黒芭くんが自転車を引き取りに駐輪場に向かった頃、校門の傍で待っていた白亜くんのカバンのポケットから、無機質な着信音が響いた。

いつも彼が使っている白色の端末ではなく、シックな黒のスマホだった。


初めて見たな。白亜くんって、スマホ2台持ってたんだ。


「――わかりました。これから向かいます。……いえ、大丈夫です。僕が行きます」


白亜くんは、電話の相手と少しの間、そんな短いやり取りを交わすと、すぐに通話を切ってそのスマホを今度は制服のポケットにしまった。
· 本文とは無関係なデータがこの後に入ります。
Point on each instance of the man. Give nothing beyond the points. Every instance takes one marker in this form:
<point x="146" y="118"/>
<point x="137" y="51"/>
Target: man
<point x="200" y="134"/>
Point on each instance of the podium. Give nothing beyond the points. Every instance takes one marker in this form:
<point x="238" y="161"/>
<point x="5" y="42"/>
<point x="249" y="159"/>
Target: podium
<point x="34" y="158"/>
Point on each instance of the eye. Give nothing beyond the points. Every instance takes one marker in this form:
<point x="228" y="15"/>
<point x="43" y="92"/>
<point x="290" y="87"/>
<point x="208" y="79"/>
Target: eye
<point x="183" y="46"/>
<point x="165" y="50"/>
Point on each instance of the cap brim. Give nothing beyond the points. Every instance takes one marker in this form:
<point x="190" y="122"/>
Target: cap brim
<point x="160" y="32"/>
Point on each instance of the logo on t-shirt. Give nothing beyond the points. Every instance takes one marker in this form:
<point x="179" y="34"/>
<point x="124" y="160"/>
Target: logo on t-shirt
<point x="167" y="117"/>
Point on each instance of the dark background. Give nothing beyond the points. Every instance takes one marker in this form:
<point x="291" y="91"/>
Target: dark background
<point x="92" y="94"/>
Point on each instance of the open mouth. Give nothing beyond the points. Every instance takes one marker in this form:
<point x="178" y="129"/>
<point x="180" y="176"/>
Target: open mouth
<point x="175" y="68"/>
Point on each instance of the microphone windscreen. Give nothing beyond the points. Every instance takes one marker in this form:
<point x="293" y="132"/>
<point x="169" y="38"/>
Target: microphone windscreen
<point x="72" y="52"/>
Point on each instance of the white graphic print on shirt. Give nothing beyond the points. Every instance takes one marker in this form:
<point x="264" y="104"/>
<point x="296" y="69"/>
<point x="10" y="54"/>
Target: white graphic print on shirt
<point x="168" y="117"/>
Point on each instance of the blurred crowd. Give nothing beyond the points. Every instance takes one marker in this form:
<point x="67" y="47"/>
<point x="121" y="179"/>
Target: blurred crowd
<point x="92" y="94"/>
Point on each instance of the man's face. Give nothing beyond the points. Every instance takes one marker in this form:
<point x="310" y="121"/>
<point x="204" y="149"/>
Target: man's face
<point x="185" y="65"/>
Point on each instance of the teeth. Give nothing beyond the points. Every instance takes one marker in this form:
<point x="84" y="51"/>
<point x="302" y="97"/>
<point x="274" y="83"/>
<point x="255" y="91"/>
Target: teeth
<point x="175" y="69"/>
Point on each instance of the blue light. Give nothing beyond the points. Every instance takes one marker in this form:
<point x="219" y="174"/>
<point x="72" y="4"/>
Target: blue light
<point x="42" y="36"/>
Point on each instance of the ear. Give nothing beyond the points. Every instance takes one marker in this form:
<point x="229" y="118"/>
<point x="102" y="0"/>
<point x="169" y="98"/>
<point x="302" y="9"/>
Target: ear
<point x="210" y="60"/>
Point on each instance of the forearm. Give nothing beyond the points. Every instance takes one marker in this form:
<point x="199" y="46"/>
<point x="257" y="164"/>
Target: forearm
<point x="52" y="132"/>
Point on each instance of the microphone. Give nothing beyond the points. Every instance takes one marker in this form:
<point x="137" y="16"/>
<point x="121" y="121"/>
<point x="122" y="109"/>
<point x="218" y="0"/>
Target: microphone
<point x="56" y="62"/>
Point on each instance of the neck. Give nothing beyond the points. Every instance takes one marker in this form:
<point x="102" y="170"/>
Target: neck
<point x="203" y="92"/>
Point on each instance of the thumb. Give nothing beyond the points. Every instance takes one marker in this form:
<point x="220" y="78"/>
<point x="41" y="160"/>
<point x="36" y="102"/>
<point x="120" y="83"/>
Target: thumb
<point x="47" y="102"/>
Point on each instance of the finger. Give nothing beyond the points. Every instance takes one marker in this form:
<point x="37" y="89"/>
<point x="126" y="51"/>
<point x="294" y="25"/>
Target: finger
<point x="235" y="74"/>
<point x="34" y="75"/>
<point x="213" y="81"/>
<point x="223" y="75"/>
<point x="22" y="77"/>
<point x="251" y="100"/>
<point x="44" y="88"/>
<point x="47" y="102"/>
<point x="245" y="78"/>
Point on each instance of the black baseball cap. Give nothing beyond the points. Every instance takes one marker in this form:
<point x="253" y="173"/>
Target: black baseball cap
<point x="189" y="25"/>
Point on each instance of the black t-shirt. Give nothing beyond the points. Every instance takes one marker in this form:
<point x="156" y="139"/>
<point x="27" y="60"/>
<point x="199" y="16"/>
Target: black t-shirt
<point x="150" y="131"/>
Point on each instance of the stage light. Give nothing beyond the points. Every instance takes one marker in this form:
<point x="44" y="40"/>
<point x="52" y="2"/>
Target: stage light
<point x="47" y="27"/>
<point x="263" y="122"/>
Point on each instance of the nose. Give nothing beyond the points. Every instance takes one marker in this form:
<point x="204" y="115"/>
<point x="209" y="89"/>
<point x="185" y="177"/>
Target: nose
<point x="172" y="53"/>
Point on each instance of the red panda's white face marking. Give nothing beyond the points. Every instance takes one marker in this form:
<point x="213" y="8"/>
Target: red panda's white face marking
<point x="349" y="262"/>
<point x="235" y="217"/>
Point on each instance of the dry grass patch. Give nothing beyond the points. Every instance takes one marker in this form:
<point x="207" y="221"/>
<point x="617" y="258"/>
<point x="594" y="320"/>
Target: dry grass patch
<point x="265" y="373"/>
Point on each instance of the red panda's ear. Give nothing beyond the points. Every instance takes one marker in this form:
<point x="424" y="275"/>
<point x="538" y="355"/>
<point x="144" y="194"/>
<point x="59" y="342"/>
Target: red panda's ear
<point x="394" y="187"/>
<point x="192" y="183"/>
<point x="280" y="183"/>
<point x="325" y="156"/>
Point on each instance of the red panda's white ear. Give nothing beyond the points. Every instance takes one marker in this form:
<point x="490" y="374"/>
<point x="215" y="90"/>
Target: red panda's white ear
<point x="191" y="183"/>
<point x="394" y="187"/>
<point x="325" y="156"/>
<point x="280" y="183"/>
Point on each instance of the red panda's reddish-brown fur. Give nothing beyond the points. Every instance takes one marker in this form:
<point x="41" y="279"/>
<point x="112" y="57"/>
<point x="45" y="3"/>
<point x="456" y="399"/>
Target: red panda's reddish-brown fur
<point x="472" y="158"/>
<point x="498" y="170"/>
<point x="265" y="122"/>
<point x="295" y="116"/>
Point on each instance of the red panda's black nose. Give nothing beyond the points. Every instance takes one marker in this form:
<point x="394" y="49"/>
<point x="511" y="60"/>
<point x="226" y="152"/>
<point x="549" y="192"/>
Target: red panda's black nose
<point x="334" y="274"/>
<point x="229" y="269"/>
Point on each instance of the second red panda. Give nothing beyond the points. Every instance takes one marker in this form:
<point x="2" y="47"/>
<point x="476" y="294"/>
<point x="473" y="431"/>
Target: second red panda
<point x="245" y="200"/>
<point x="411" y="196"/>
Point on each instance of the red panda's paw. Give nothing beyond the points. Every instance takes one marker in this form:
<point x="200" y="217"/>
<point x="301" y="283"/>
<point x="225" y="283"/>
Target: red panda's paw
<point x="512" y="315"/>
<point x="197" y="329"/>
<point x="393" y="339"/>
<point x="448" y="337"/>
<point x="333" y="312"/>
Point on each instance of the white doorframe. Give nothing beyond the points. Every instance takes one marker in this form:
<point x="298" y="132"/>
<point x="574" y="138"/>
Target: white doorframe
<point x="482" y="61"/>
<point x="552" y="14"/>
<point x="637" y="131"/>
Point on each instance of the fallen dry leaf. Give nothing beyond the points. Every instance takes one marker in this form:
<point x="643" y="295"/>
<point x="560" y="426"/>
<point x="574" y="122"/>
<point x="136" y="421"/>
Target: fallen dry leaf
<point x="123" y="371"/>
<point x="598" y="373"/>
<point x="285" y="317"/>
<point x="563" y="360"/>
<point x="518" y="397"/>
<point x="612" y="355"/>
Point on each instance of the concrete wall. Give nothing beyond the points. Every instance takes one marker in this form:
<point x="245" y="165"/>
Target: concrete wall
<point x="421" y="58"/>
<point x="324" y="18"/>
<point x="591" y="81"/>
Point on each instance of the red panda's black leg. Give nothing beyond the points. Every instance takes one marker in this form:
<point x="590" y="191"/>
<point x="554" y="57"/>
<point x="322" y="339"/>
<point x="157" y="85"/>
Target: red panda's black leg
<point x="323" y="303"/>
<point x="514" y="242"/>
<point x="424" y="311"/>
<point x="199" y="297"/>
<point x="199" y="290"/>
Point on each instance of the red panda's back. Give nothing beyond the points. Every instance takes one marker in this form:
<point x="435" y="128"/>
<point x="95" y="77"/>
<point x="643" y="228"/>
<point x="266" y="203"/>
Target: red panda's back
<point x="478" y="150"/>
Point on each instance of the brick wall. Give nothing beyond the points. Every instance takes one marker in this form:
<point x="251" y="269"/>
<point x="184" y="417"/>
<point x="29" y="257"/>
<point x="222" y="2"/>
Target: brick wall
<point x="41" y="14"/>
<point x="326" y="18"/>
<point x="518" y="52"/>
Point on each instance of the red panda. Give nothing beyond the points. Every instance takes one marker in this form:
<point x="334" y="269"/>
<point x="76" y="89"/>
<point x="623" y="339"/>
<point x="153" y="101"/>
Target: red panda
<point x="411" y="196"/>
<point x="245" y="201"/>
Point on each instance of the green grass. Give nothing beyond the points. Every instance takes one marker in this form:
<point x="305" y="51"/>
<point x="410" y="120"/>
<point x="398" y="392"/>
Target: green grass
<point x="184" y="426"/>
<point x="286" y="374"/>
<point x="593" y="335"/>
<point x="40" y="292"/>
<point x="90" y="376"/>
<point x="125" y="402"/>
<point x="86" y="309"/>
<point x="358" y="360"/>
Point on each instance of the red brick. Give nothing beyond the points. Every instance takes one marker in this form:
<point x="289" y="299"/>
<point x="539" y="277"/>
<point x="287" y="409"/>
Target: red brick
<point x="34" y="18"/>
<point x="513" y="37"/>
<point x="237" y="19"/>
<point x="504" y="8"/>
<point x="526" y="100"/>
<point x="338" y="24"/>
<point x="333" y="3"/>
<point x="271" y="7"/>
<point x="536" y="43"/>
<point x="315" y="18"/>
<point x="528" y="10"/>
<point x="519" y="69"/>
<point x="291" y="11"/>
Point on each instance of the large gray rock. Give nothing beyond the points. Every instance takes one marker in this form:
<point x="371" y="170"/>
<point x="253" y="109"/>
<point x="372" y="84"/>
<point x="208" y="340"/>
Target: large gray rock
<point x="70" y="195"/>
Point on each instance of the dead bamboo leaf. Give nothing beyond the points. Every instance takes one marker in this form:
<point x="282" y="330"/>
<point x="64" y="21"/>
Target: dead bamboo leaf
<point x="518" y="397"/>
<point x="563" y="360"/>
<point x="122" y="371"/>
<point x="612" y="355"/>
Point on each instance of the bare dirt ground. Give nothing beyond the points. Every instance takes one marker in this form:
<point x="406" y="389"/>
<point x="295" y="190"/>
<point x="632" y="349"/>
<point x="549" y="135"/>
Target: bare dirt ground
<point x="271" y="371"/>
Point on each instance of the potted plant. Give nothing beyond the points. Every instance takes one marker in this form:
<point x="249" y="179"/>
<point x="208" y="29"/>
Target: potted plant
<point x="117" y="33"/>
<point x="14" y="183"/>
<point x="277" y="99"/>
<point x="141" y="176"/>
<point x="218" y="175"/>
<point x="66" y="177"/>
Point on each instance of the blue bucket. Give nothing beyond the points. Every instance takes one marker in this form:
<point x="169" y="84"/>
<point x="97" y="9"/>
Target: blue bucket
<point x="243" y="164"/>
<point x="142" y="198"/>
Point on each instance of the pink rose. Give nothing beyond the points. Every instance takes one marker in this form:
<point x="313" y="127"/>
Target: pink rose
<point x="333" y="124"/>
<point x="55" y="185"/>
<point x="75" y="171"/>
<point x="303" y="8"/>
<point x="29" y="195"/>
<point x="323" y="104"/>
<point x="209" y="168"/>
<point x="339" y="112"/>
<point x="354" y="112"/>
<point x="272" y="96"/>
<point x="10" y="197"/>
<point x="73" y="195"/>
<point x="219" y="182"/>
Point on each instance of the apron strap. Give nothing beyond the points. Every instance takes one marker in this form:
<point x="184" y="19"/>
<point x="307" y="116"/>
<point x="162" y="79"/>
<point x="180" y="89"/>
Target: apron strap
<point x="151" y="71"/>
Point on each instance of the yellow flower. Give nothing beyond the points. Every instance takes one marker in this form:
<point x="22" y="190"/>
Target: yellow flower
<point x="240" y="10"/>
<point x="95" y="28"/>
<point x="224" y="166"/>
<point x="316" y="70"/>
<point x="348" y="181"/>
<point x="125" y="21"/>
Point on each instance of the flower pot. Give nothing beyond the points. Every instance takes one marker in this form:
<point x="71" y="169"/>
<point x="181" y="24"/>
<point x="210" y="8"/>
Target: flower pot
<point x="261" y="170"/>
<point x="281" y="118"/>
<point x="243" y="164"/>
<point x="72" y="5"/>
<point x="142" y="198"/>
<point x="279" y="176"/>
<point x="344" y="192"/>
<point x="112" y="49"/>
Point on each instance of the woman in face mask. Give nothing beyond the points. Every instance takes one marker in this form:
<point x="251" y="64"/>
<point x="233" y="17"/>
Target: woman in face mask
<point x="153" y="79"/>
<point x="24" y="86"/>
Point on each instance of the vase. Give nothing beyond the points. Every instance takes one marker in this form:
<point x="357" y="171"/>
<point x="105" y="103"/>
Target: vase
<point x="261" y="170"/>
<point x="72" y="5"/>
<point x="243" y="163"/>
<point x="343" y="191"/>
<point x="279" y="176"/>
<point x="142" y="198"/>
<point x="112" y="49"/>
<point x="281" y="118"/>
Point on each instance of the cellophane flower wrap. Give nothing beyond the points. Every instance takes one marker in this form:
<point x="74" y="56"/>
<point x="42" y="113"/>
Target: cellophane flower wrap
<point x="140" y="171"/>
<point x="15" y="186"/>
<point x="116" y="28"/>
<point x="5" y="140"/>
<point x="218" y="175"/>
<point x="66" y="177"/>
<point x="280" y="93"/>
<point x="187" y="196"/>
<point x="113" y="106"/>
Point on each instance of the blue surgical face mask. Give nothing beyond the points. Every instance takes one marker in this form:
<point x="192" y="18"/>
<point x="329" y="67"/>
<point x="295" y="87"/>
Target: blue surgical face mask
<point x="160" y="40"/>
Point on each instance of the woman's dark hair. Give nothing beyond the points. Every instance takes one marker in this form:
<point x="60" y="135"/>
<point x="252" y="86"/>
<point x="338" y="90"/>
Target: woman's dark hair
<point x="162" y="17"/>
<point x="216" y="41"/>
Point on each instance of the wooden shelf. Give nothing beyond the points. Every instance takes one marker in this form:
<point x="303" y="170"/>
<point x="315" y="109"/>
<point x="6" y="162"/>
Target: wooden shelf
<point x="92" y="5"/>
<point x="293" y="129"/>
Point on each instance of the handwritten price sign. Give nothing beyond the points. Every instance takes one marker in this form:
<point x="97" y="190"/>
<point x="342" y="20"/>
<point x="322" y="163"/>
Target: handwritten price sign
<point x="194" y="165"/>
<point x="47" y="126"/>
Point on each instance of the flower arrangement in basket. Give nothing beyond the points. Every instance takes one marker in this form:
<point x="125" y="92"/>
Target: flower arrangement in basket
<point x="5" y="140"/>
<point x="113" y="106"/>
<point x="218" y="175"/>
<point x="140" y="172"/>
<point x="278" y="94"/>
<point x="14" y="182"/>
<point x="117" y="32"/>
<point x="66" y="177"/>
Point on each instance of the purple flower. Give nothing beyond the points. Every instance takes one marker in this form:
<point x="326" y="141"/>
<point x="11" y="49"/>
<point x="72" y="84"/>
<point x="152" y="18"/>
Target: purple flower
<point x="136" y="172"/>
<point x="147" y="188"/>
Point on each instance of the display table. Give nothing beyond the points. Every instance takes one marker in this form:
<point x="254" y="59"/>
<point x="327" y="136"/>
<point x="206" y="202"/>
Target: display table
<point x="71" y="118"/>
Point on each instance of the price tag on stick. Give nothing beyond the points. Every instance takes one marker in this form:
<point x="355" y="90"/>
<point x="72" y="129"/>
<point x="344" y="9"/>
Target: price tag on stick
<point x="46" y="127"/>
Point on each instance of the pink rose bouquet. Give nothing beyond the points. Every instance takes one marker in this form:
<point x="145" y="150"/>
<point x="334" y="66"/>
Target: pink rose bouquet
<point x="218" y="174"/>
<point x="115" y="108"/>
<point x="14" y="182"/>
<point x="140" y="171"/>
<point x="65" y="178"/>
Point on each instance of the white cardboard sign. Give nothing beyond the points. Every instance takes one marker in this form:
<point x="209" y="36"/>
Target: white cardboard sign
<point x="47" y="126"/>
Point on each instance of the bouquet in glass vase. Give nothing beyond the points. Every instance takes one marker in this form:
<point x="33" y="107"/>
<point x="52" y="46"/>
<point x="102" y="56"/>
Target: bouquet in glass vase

「というわけで僕はもう行かないといけないからここで。ちゃんとクロと一緒に帰って来るんだよ」

「え!?もう行くの?」

「寂しがってくれるのは嬉しいけど、すでに結構待たせてるからさ。
ああ、大丈夫だよ?クロはなーちゃんを置いて勝手に帰ったりしないから。ちゃんとそういう“契約”を結んでおいたし」

「いや別に寂しがってるわけでは……。っていうか契約って?」


私が訊き返しても彼は答える気がないらしく、「それじゃあね」私に向けてウインクすると、その場から早々に立ち去ってしまった。

駅とは反対方向……?

一体、どこに行くのか、彼の目的地はわからないけど、勝手に詮索するのも気が引ける。


私は小さくなった彼の背中から視線を外し、脇の街路樹に寄りかかるようにして、黒芭くんを待った。